「レインズ」の仕組みが両手取引を可能にしている
一方、レインズ情報の利用には制限がかけられます。
不動産情報を登録した不動産仲介会社が「広告掲載不可」に設定すると、他の不動産仲介会社はこの不動産を広告することができません。
不動産情報を登録しながら、広告掲載は拒否するのは、つまり不動産会社が物件を囲い込んで、両手取引を狙っているからです。
レインズはその仕組み上、物件の囲い込みと両手取引を可能にしているのです。
「日本の透明度」は世界12位
この事実は、日本の不動産市場が非常にアンバランスで、闇に包まれていることを示しています。
その結果、中古不動産の流通が抑えられ、新築だけが売れる、いびつな市場となっているのです。
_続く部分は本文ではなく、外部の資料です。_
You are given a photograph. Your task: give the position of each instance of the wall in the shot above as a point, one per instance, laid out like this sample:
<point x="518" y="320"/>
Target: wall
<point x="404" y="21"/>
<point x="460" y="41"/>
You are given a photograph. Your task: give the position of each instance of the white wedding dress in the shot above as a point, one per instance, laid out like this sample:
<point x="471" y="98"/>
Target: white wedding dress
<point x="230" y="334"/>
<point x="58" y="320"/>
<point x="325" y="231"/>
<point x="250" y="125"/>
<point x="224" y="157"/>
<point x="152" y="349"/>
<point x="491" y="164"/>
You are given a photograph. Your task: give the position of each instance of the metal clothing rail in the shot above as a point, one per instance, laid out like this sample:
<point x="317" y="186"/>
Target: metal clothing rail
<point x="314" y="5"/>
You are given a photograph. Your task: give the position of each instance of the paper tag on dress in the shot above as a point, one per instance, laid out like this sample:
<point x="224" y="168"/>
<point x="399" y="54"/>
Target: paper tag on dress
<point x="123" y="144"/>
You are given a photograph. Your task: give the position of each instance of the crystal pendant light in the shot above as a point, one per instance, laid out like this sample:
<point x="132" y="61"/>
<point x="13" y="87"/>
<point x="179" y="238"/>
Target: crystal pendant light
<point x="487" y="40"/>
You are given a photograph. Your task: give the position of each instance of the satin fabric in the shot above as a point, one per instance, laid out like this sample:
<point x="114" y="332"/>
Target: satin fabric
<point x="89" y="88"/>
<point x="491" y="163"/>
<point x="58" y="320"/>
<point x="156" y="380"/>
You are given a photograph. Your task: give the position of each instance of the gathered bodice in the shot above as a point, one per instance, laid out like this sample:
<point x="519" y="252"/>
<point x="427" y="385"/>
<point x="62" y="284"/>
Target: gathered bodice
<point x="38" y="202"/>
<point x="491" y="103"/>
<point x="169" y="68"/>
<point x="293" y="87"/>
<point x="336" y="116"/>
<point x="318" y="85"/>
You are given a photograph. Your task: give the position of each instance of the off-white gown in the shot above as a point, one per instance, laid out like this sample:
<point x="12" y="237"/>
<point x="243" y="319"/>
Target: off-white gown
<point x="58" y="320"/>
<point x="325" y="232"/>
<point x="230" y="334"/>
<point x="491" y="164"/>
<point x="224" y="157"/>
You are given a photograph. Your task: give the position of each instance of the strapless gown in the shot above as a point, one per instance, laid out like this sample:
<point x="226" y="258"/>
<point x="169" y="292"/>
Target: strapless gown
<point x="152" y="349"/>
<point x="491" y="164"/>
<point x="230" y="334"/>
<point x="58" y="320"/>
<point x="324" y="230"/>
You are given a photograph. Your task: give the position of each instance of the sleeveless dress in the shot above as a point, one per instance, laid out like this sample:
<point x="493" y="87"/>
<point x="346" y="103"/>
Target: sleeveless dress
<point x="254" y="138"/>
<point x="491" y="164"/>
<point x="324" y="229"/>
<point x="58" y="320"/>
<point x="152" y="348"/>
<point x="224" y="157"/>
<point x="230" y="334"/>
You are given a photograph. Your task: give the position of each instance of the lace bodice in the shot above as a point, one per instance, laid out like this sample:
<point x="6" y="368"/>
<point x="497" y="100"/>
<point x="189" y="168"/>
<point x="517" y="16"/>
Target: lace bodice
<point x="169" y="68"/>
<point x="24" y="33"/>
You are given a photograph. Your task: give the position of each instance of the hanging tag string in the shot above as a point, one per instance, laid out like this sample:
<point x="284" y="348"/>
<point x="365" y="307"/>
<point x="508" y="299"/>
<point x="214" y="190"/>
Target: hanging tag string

欧米諸国に比べて、日本の不動産業界の透明性が低いという調査結果もあります。
世界中の不動産情報を収集するJLL(Jones Lang LaSalle)が2年ごとに発表する「グローバル不動産透明度インデックス」の2022年度の結果によると、日本の不動産業界の透明度は12位でした。
日本は近年順位を上げてきているものの、欧米諸国と比べるとまだまだ「不透明な不動産業界」と評価されているのです。
こうした問題が長年放置されているせいで、新築中心の業界構造が是正されず、不動産が思ったように売れずに悩む売主が後を絶たないのです。